New York Central's insured was sued for personal injuries allegedly caused when he negligently opened his car door and struck the underlying plaintiff. New York Central denied liability coverage under the plaintiffs' personal automobile policy based on its position that the incident was not an "automobile accident", and the plaintiffs commenced this declaratory judgment action for defense and indemnification coverage.

In REVERSING Oneida County Supreme's order granting summary judgment to New York Central and declaring that New York Central has a duty to defend the Hendersons in the underlying personal injury action, the Fourth Department held:
"It is well settled that an insurance company's duty to defend is broader than its duty to indemnify. Indeed, the duty to defend is exceedingly broad and an insurer will be called upon to provide a defense whenever the allegations of the complaint suggest . . . a reasonable possibility of coverage . . . If, liberally construed, the claim is within the embrace of the policy, the insurer must come forward to defend its insured no matter how groundless, false or baseless the suit may be" (Automobile Ins. Co. of Hartford v Cook, 7 NY3d 131, 137 [internal quotation marks omitted]; see Seaboard Sur. Co. v Gillette Co., 64 NY2d 304, 310). Here, the complaint in the underlying action alleges negligent conduct covered by the policy issued by NYCM, and thus we agree with plaintiffs that NYCM has a duty to defend them in that action. We reject NYCM's contention that the allegations in the underlying complaint do not fall within the meaning of the term "automobile accident" in the policy. Indeed, the policy does not define that term, and all insurance policies covering vehicles in New York must, at a minimum, cover "injuries to person or property resulting from negligence in the use or operation of such vehicle" (Vehicle and Traffic Law § 388 [1]; see § 388 [4]; see also 11 NYCRR 60-1.1 [a]). We note in any event that the "act of opening the [vehicle] door in order to exit the vehicle constitutes use and operation' of a vehicle pursuant to Vehicle and Traffic Law § 388" (Cohn v Nationwide Mut. Ins. Co., 286 AD2d 699, 700; see generally Argentina v Emery World Wide Delivery Corp., 93 NY2d 554, 558-561), and thus that act " suggests . . . a reasonable possibility of coverage' " that invokes NYCM's duty to defend plaintiffs in the underlying action (Automobile Ins. Co. of Hartford, 7 NY3d at 137).

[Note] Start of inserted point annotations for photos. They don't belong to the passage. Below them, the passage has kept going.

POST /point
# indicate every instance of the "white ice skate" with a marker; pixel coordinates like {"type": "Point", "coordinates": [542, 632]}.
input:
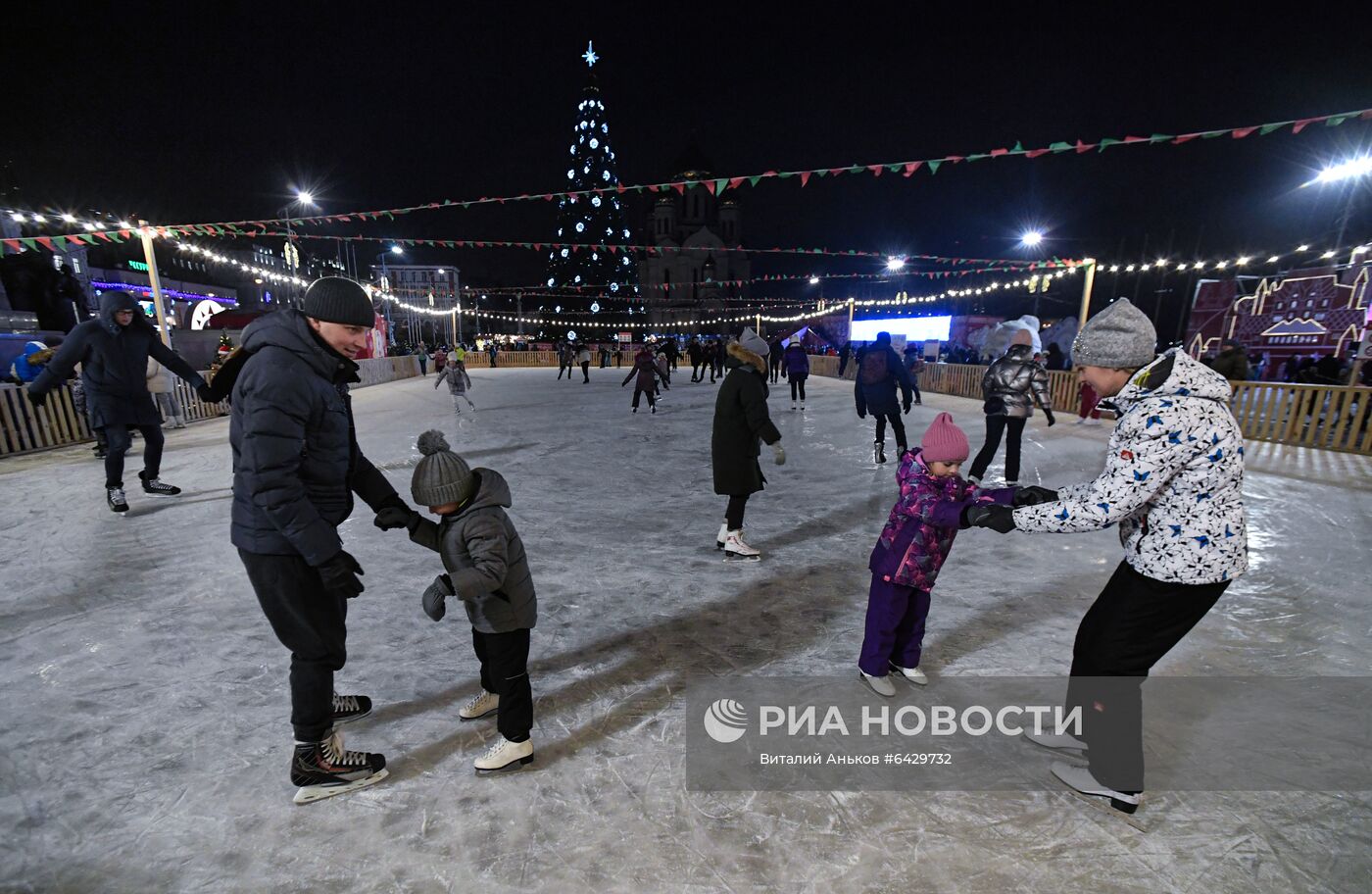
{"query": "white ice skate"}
{"type": "Point", "coordinates": [881, 685]}
{"type": "Point", "coordinates": [912, 674]}
{"type": "Point", "coordinates": [505, 756]}
{"type": "Point", "coordinates": [479, 706]}
{"type": "Point", "coordinates": [1083, 784]}
{"type": "Point", "coordinates": [738, 550]}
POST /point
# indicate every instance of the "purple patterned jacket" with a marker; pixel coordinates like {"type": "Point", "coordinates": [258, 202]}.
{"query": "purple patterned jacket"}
{"type": "Point", "coordinates": [923, 523]}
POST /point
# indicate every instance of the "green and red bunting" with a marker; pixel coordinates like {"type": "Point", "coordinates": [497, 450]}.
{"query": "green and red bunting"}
{"type": "Point", "coordinates": [722, 184]}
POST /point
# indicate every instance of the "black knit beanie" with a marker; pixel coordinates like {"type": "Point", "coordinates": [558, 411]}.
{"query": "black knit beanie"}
{"type": "Point", "coordinates": [338, 300]}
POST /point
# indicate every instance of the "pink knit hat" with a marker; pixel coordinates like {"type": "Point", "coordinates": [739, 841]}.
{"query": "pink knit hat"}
{"type": "Point", "coordinates": [944, 441]}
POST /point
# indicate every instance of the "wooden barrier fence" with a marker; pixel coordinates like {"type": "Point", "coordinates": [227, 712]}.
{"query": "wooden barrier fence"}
{"type": "Point", "coordinates": [24, 427]}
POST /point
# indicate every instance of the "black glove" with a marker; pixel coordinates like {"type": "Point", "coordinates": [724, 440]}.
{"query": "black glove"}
{"type": "Point", "coordinates": [394, 513]}
{"type": "Point", "coordinates": [994, 516]}
{"type": "Point", "coordinates": [435, 596]}
{"type": "Point", "coordinates": [340, 574]}
{"type": "Point", "coordinates": [1035, 495]}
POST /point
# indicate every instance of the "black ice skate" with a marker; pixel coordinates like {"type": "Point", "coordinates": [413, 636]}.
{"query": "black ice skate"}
{"type": "Point", "coordinates": [322, 770]}
{"type": "Point", "coordinates": [157, 488]}
{"type": "Point", "coordinates": [349, 708]}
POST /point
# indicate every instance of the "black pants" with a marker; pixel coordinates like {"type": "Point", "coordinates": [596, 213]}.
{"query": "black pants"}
{"type": "Point", "coordinates": [898, 427]}
{"type": "Point", "coordinates": [119, 441]}
{"type": "Point", "coordinates": [734, 511]}
{"type": "Point", "coordinates": [1134, 622]}
{"type": "Point", "coordinates": [311, 621]}
{"type": "Point", "coordinates": [505, 671]}
{"type": "Point", "coordinates": [652, 401]}
{"type": "Point", "coordinates": [1012, 427]}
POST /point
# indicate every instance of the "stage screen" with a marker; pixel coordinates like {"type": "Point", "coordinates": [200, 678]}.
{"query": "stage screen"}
{"type": "Point", "coordinates": [915, 328]}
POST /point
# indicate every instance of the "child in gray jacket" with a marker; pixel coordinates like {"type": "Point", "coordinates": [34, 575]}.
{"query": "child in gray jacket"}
{"type": "Point", "coordinates": [486, 568]}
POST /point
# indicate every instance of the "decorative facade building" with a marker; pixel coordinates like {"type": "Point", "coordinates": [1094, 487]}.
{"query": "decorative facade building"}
{"type": "Point", "coordinates": [692, 271]}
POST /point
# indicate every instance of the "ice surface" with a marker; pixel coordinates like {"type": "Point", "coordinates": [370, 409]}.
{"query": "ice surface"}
{"type": "Point", "coordinates": [146, 742]}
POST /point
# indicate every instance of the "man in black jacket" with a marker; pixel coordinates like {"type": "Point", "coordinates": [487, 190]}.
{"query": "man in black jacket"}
{"type": "Point", "coordinates": [878, 373]}
{"type": "Point", "coordinates": [113, 352]}
{"type": "Point", "coordinates": [295, 468]}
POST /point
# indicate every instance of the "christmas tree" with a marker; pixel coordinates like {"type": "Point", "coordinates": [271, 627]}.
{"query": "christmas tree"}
{"type": "Point", "coordinates": [592, 220]}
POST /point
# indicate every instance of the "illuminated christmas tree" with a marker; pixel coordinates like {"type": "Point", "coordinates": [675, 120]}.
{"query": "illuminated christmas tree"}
{"type": "Point", "coordinates": [592, 220]}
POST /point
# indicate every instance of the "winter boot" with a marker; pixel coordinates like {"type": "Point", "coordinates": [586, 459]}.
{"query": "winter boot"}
{"type": "Point", "coordinates": [349, 708]}
{"type": "Point", "coordinates": [912, 674]}
{"type": "Point", "coordinates": [881, 685]}
{"type": "Point", "coordinates": [737, 548]}
{"type": "Point", "coordinates": [1083, 784]}
{"type": "Point", "coordinates": [157, 488]}
{"type": "Point", "coordinates": [479, 706]}
{"type": "Point", "coordinates": [114, 496]}
{"type": "Point", "coordinates": [505, 756]}
{"type": "Point", "coordinates": [322, 770]}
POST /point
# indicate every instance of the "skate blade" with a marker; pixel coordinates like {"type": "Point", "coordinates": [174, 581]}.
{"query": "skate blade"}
{"type": "Point", "coordinates": [1102, 805]}
{"type": "Point", "coordinates": [517, 764]}
{"type": "Point", "coordinates": [318, 793]}
{"type": "Point", "coordinates": [1059, 750]}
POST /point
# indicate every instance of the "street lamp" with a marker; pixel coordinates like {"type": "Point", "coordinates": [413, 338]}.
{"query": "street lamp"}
{"type": "Point", "coordinates": [291, 254]}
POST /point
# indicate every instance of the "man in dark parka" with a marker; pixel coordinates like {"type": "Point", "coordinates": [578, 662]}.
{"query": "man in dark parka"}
{"type": "Point", "coordinates": [113, 352]}
{"type": "Point", "coordinates": [741, 423]}
{"type": "Point", "coordinates": [297, 466]}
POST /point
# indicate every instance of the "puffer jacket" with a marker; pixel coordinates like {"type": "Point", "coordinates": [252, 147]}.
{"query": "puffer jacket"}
{"type": "Point", "coordinates": [1014, 382]}
{"type": "Point", "coordinates": [923, 523]}
{"type": "Point", "coordinates": [484, 558]}
{"type": "Point", "coordinates": [295, 455]}
{"type": "Point", "coordinates": [114, 364]}
{"type": "Point", "coordinates": [456, 377]}
{"type": "Point", "coordinates": [1173, 478]}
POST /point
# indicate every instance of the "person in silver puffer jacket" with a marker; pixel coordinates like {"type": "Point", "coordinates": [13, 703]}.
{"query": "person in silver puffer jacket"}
{"type": "Point", "coordinates": [1011, 386]}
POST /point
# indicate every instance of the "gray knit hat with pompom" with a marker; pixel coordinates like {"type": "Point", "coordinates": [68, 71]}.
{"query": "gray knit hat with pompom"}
{"type": "Point", "coordinates": [442, 476]}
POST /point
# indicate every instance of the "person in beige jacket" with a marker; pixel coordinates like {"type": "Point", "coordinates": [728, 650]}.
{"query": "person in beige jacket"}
{"type": "Point", "coordinates": [162, 390]}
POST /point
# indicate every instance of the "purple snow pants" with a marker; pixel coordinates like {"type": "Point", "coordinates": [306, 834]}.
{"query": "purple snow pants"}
{"type": "Point", "coordinates": [895, 626]}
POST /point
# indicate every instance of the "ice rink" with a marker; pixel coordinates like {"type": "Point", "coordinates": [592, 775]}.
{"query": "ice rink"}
{"type": "Point", "coordinates": [146, 733]}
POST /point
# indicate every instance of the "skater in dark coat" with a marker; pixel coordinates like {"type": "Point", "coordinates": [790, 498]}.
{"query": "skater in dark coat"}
{"type": "Point", "coordinates": [647, 371]}
{"type": "Point", "coordinates": [796, 370]}
{"type": "Point", "coordinates": [880, 371]}
{"type": "Point", "coordinates": [295, 469]}
{"type": "Point", "coordinates": [741, 423]}
{"type": "Point", "coordinates": [113, 352]}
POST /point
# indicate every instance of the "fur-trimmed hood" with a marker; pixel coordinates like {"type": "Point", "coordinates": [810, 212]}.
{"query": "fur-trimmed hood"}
{"type": "Point", "coordinates": [747, 357]}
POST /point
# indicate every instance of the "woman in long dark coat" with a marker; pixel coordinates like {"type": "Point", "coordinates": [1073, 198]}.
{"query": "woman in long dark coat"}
{"type": "Point", "coordinates": [741, 424]}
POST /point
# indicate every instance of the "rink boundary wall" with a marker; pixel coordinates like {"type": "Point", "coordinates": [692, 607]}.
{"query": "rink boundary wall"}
{"type": "Point", "coordinates": [24, 427]}
{"type": "Point", "coordinates": [1300, 415]}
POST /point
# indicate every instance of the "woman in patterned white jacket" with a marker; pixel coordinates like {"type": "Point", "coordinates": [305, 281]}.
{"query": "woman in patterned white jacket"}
{"type": "Point", "coordinates": [1173, 482]}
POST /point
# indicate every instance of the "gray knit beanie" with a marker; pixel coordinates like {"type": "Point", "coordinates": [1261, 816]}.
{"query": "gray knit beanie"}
{"type": "Point", "coordinates": [754, 342]}
{"type": "Point", "coordinates": [442, 476]}
{"type": "Point", "coordinates": [338, 300]}
{"type": "Point", "coordinates": [1117, 338]}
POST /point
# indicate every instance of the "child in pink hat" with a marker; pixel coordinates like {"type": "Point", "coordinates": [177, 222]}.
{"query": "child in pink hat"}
{"type": "Point", "coordinates": [914, 545]}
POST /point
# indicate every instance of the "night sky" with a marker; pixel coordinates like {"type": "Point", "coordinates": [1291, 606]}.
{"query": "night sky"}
{"type": "Point", "coordinates": [187, 113]}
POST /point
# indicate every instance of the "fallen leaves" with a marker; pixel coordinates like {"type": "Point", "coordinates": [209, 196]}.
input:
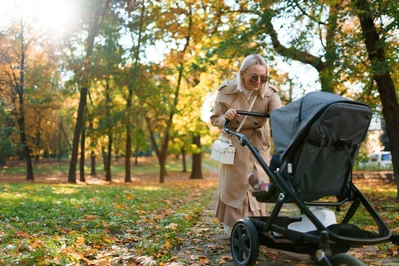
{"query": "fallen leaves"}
{"type": "Point", "coordinates": [98, 225]}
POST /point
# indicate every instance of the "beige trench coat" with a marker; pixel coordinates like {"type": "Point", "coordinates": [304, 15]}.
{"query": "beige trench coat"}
{"type": "Point", "coordinates": [233, 179]}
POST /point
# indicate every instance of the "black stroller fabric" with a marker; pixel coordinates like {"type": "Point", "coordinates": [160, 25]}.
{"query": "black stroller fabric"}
{"type": "Point", "coordinates": [320, 135]}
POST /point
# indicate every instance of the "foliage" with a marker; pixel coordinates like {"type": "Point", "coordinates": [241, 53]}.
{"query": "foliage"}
{"type": "Point", "coordinates": [90, 224]}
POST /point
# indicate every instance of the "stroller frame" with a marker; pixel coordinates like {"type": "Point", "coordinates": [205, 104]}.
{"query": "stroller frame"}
{"type": "Point", "coordinates": [326, 245]}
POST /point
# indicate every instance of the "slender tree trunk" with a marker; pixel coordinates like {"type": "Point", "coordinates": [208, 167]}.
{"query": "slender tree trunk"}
{"type": "Point", "coordinates": [93, 164]}
{"type": "Point", "coordinates": [96, 19]}
{"type": "Point", "coordinates": [162, 169]}
{"type": "Point", "coordinates": [82, 156]}
{"type": "Point", "coordinates": [136, 157]}
{"type": "Point", "coordinates": [386, 88]}
{"type": "Point", "coordinates": [21, 118]}
{"type": "Point", "coordinates": [109, 159]}
{"type": "Point", "coordinates": [128, 153]}
{"type": "Point", "coordinates": [75, 143]}
{"type": "Point", "coordinates": [196, 171]}
{"type": "Point", "coordinates": [183, 154]}
{"type": "Point", "coordinates": [104, 154]}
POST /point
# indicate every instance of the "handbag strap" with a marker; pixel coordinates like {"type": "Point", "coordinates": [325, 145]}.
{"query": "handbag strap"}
{"type": "Point", "coordinates": [245, 117]}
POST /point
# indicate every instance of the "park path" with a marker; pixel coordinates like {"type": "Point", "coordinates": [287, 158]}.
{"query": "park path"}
{"type": "Point", "coordinates": [207, 244]}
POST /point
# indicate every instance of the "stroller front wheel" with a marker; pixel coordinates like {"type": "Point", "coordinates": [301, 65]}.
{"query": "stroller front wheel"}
{"type": "Point", "coordinates": [345, 259]}
{"type": "Point", "coordinates": [244, 243]}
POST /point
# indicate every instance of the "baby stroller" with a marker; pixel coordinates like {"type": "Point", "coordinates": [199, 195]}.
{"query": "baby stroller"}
{"type": "Point", "coordinates": [316, 140]}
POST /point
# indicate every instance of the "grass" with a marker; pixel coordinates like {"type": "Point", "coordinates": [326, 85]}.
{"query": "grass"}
{"type": "Point", "coordinates": [111, 224]}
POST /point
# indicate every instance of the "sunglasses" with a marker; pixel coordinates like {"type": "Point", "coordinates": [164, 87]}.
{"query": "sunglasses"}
{"type": "Point", "coordinates": [255, 78]}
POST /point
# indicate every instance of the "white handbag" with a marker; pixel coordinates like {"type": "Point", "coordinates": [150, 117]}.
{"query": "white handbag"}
{"type": "Point", "coordinates": [223, 151]}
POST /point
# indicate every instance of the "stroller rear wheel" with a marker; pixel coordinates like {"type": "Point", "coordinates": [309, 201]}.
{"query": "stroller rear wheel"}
{"type": "Point", "coordinates": [345, 260]}
{"type": "Point", "coordinates": [244, 243]}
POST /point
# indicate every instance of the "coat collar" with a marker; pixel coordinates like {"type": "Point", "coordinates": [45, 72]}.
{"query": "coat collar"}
{"type": "Point", "coordinates": [230, 87]}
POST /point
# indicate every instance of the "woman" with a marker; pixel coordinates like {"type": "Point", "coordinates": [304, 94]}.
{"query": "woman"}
{"type": "Point", "coordinates": [249, 87]}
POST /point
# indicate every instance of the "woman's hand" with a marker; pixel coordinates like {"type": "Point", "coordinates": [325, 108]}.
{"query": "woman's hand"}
{"type": "Point", "coordinates": [230, 114]}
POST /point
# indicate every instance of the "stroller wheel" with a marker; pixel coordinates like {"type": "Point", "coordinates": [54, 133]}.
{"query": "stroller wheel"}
{"type": "Point", "coordinates": [244, 243]}
{"type": "Point", "coordinates": [345, 260]}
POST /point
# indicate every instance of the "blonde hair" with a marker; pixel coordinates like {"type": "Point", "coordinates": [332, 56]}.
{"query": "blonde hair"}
{"type": "Point", "coordinates": [250, 60]}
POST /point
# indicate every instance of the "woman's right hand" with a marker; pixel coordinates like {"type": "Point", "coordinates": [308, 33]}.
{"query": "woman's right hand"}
{"type": "Point", "coordinates": [230, 114]}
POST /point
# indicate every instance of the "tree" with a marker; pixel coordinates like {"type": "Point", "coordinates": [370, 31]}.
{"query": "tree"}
{"type": "Point", "coordinates": [14, 54]}
{"type": "Point", "coordinates": [380, 69]}
{"type": "Point", "coordinates": [97, 10]}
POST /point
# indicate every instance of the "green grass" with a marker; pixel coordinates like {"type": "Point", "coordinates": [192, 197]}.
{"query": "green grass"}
{"type": "Point", "coordinates": [60, 224]}
{"type": "Point", "coordinates": [65, 224]}
{"type": "Point", "coordinates": [117, 168]}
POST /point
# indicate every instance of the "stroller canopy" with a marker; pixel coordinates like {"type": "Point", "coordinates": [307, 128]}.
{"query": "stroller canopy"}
{"type": "Point", "coordinates": [319, 135]}
{"type": "Point", "coordinates": [290, 121]}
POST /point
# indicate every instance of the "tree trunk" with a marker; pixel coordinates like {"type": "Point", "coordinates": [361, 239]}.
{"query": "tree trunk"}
{"type": "Point", "coordinates": [105, 157]}
{"type": "Point", "coordinates": [96, 19]}
{"type": "Point", "coordinates": [128, 153]}
{"type": "Point", "coordinates": [162, 169]}
{"type": "Point", "coordinates": [109, 159]}
{"type": "Point", "coordinates": [93, 164]}
{"type": "Point", "coordinates": [386, 88]}
{"type": "Point", "coordinates": [82, 156]}
{"type": "Point", "coordinates": [184, 163]}
{"type": "Point", "coordinates": [3, 159]}
{"type": "Point", "coordinates": [196, 171]}
{"type": "Point", "coordinates": [136, 156]}
{"type": "Point", "coordinates": [21, 118]}
{"type": "Point", "coordinates": [75, 143]}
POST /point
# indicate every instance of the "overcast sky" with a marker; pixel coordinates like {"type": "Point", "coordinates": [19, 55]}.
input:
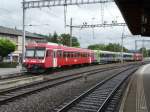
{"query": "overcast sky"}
{"type": "Point", "coordinates": [11, 16]}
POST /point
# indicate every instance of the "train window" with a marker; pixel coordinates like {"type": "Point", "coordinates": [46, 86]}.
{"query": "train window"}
{"type": "Point", "coordinates": [59, 53]}
{"type": "Point", "coordinates": [68, 54]}
{"type": "Point", "coordinates": [65, 54]}
{"type": "Point", "coordinates": [48, 53]}
{"type": "Point", "coordinates": [72, 54]}
{"type": "Point", "coordinates": [54, 54]}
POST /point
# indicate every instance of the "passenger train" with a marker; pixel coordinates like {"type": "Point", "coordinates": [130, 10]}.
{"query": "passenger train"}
{"type": "Point", "coordinates": [42, 56]}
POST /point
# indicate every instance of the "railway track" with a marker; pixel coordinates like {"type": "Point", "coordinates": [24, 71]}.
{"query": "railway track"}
{"type": "Point", "coordinates": [21, 91]}
{"type": "Point", "coordinates": [102, 97]}
{"type": "Point", "coordinates": [27, 79]}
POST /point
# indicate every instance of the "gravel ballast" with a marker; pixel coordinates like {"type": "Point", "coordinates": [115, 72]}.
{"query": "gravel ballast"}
{"type": "Point", "coordinates": [50, 99]}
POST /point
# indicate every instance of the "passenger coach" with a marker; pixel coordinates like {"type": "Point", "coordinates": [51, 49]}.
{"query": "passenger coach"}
{"type": "Point", "coordinates": [42, 56]}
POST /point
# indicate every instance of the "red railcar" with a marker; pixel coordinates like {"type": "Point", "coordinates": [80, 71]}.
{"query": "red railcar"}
{"type": "Point", "coordinates": [137, 57]}
{"type": "Point", "coordinates": [48, 55]}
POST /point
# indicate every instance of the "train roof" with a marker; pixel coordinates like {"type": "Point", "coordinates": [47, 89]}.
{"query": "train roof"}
{"type": "Point", "coordinates": [58, 46]}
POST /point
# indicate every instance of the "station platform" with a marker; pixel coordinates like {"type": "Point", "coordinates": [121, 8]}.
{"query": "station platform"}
{"type": "Point", "coordinates": [137, 95]}
{"type": "Point", "coordinates": [7, 71]}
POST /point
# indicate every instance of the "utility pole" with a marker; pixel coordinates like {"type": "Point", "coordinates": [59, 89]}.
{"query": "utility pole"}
{"type": "Point", "coordinates": [70, 32]}
{"type": "Point", "coordinates": [122, 37]}
{"type": "Point", "coordinates": [143, 47]}
{"type": "Point", "coordinates": [136, 45]}
{"type": "Point", "coordinates": [24, 34]}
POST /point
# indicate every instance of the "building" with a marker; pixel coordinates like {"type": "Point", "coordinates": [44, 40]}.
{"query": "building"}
{"type": "Point", "coordinates": [15, 36]}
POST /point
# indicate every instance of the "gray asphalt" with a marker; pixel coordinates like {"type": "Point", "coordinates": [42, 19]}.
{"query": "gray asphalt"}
{"type": "Point", "coordinates": [146, 84]}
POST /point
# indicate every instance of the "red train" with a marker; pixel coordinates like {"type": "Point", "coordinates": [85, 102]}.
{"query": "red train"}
{"type": "Point", "coordinates": [48, 55]}
{"type": "Point", "coordinates": [42, 56]}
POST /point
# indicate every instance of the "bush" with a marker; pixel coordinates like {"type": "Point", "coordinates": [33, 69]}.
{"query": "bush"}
{"type": "Point", "coordinates": [8, 65]}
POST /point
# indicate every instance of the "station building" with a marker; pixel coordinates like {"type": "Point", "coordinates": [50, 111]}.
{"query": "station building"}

The court further erred in declaring that NYCM has no duty to indemnify plaintiffs. As noted, the complaint in the underlying action alleges negligent conduct on the part of James Henderson and, if he accidentally or negligently caused Prave's injuries while opening the driver's door, that event may be considered an "automobile accident" within the meaning of the policy (see generally Argentina, 93 NY2d at 558-560; Cohn, 286 AD2d at 700-701). The remaining evidence submitted by NYCM in support of its cross motion is insufficient to meet its burden of establishing that it has no duty to indemnify plaintiffs (see generally Alvarez v Prospect Hosp., 68 NY2d 320, 324), and we thus conclude that the court erred in determining as a matter of law that NYCM had no such duty. Rather, "that determination will abide the trial" in the underlying action (Automobile Ins. Co. of Hartford, 7 NY3d at 138).

1 comment:

Anonymous said...

Hope this sends a message to NYCM that they cannot have it their way. It is especially true when this insurance company purchases an adjusting company and thinks the general public will believe that NYCM can be INDEPENDENT in their adjudication of claims and equally important - FAIRNESS?

Congratulations to Mr. Mura for a job well done.